On Tue, 5 Nov 2024 at 18:02, Stefan Berger <stef...@linux.ibm.com> wrote:
>
>
>
> On 11/5/24 12:13 PM, Peter Maydell wrote:
> > On Tue, 5 Nov 2024 at 17:02, Stefan Berger <stef...@linux.ibm.com> wrote:
> >> On 11/5/24 11:14 AM, Peter Maydell wrote:
> >>> Q1: why is apparmor forbidding swtpm from doing something that
> >>> it needs to do to work?
> >>
> >> What distro and version is this?
> >>
> >> The profile may be too strict and not reflecting all the paths needed
> >> for running the test cases.

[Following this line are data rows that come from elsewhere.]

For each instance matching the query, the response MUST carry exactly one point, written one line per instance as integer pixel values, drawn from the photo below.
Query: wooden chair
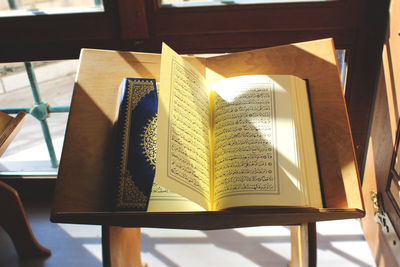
(84, 183)
(13, 218)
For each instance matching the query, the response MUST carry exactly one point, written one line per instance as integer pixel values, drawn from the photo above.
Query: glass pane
(185, 3)
(28, 153)
(39, 7)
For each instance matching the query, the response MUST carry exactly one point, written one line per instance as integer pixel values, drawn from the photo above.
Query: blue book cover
(136, 143)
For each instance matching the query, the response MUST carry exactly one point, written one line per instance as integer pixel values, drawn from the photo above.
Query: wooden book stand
(85, 180)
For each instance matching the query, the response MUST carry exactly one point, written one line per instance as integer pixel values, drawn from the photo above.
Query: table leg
(121, 247)
(304, 245)
(14, 221)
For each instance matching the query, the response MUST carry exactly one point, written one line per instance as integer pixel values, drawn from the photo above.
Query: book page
(164, 200)
(183, 145)
(255, 157)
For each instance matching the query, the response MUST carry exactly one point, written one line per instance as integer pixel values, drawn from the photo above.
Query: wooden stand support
(121, 246)
(304, 245)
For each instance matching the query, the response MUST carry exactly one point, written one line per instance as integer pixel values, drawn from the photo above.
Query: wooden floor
(340, 243)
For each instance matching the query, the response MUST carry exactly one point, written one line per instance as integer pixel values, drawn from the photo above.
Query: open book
(234, 142)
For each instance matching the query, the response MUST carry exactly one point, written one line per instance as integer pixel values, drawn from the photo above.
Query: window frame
(141, 25)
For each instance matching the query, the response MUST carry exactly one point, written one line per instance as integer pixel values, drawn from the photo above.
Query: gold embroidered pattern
(129, 195)
(149, 141)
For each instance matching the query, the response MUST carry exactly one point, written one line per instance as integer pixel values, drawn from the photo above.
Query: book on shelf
(213, 143)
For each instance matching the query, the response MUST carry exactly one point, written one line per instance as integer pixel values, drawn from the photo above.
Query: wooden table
(84, 182)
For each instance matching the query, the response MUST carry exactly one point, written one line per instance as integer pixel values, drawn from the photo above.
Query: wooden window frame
(141, 25)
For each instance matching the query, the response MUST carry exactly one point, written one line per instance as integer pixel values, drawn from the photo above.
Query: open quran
(221, 143)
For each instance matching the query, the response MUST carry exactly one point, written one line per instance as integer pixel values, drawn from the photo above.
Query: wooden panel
(382, 139)
(133, 19)
(121, 247)
(85, 181)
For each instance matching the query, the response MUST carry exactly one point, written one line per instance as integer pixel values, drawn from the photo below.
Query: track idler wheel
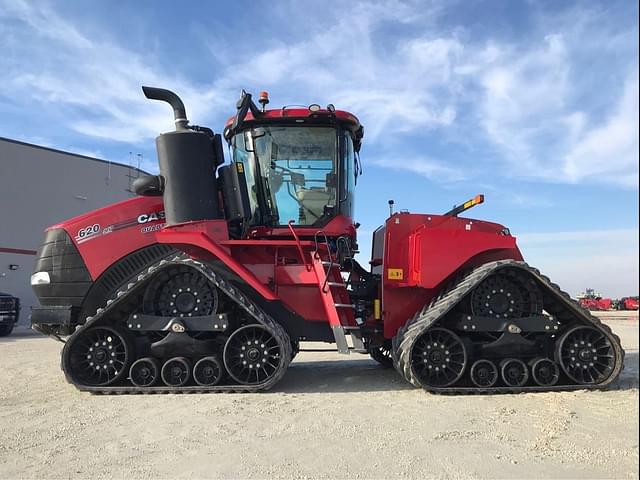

Ubuntu for example would have to update
> >> their profile in such a case.
> >
> > This is Ubuntu 22.04 "jammy" (with swtpm 0.6.3-0ubuntu3.3).
> >
> >>> Q2: is there a way to run swtpm such that it is not
> >>> confined by apparmor, for purposes of running it in a test case?
> >>
> >> Try either one:
> >> - sudo aa-complain /usr/bin/swtpm
> >> - sudo aa-disable /usr/bin/swtpm
> >
> > We don't have root access from QEMU's 'make check',
> > though (and shouldn't be globally disabling apparmor
> > even if we could). I had in mind more a way that an
> > individual user can say "run this swtpm process but don't
> > apply the apparmor profile to it".
>
> So the problem is that the avocado tests are using /var/tmp but we only
> have AppArmor rules for /tmp/

The file AppArmor gives the error for is not in /var/tmp:
it's in a local directory inside QEMU's build dir:

Nov  5 16:01:14 e104462 kernel: [946406.489088] audit: type=1400
audit(1730822474.384:446): apparmor="DENIED" operation="mknod"
profile="swtpm"
name="/mnt/nvmedisk/linaro/qemu-from-laptop/qemu/build/tests/functional/arm/test_arm_aspeed.AST2x00Machine.test_arm_ast2600_evb_buildroot_tpm/qemu-machine-hhuvwytc/.lock"
pid=2820156 comm="swtpm" requested_mask="c" denied_mask="c" fsuid=1000
ouid=1000
> The following solutions should work:
> - do not install swtpm at all
> - sudo cp /usr/bin/swtpm  /usr/local/bin/swtpm
> - as root: echo "include <abstractions/user-tmp>" >>
> /etc/apparmor.d/local/usr.bin.swtpm && apparmor_parser -r
> /etc/apparmor.d/usr.bin.swtpm

Is there no way to just have apparmor not apply at all
here? I can see why you might want it to apply for the
case of "I'm using it as part of a sandboxed VM setup",
but in this scenario I am a local user running this binary
which is not setuid root and it is accessing a file in a
directory which my user owns and has permissions for.
This should not be being rejected: there is no security
boundary involved and swtpm is not doing anything
that I could not directly do myself anyway (as you
can tell from the fact that copying the swtpm binary
to a different location and running it works).